Updated on 14 February 2013
Dr Gautam Daftary, managing director, Bharat Serums and Vaccines, India
Indian company Bharat Serums and Vaccines boasts of a product portfolio that includes many firsts in India and the world and has carved out a prominent space in the world of biologicals and recombinants. Currently, it has more than three innovative products in advanced stages of clinical development.
Spearheading its research initiatives for more than two-and-a-half decades is Dr Gautam Daftary, managing director, Bharat Serums and Vaccines. A medical doctor by training, Dr Daftary says he never intended to practice medicine. Instead, after completing his studies, he underwent trainings to familiarize himself with the techniques in protein chemistry for the development of blood products, which were the earliest offerings of the company.
At Bharat Serums and Vaccines, a company established by his father, Dr Daftary has focused on the R&D aspects. His brother Mr Bharat Daftary takes care of the business aspects of the family-owned company.

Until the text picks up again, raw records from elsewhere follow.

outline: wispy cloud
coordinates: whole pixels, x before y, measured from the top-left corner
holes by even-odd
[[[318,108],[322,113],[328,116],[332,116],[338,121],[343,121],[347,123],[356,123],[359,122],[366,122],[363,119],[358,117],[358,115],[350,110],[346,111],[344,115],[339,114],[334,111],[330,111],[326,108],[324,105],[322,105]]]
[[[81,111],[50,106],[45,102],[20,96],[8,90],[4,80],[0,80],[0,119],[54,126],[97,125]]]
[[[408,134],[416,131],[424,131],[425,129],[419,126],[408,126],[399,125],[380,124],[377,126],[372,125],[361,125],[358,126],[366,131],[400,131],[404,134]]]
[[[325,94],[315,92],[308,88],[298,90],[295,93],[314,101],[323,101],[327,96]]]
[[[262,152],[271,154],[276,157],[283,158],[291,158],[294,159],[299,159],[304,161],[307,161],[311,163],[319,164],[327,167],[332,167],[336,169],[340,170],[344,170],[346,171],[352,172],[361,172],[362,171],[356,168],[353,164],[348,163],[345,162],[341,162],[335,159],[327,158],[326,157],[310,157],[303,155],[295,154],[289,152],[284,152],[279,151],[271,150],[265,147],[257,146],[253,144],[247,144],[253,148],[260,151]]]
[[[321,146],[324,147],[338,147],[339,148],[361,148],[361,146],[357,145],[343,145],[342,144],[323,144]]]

Under Dr Daftary's leadership, the Mumbai-headquartered company has been granted more than 15 patents in India and abroad. Several more patent applications are currently pending approval. One-of-the innovate products launched by the company is Ulinastatin, a biosimilar for the treatment of sepsis. Another product in advanced stages is the Amphotericin B emulsion, a first-of-its-kind in the world. The molecule has recently completed phase III clinical trials for the treatment of kala azar. As compared to the innovator molecule of Amphotericin B, which has to be administered in over four doses, Bharat Serum's formulation can be given in a single dose of 15 mg.
Dr Daftary's team, which carries out research from three locations, including India, Dusseldorf in Germany and San Jose in the US, focuses on developing niche products and the challenges of unmet clinical needs. "The challenges have driven us to break technology barriers. If they say we can't do it, it makes us want to do it even more," he says. "I liked the challenge that was presented to us for pursuing R&D in things other than blood products. We worked on it and learned (new things), as we went ahead and successfully marketed Propofo, a lipid emulsion anesthetic, in 1997. It was a first in India where the technology was developed completely in house."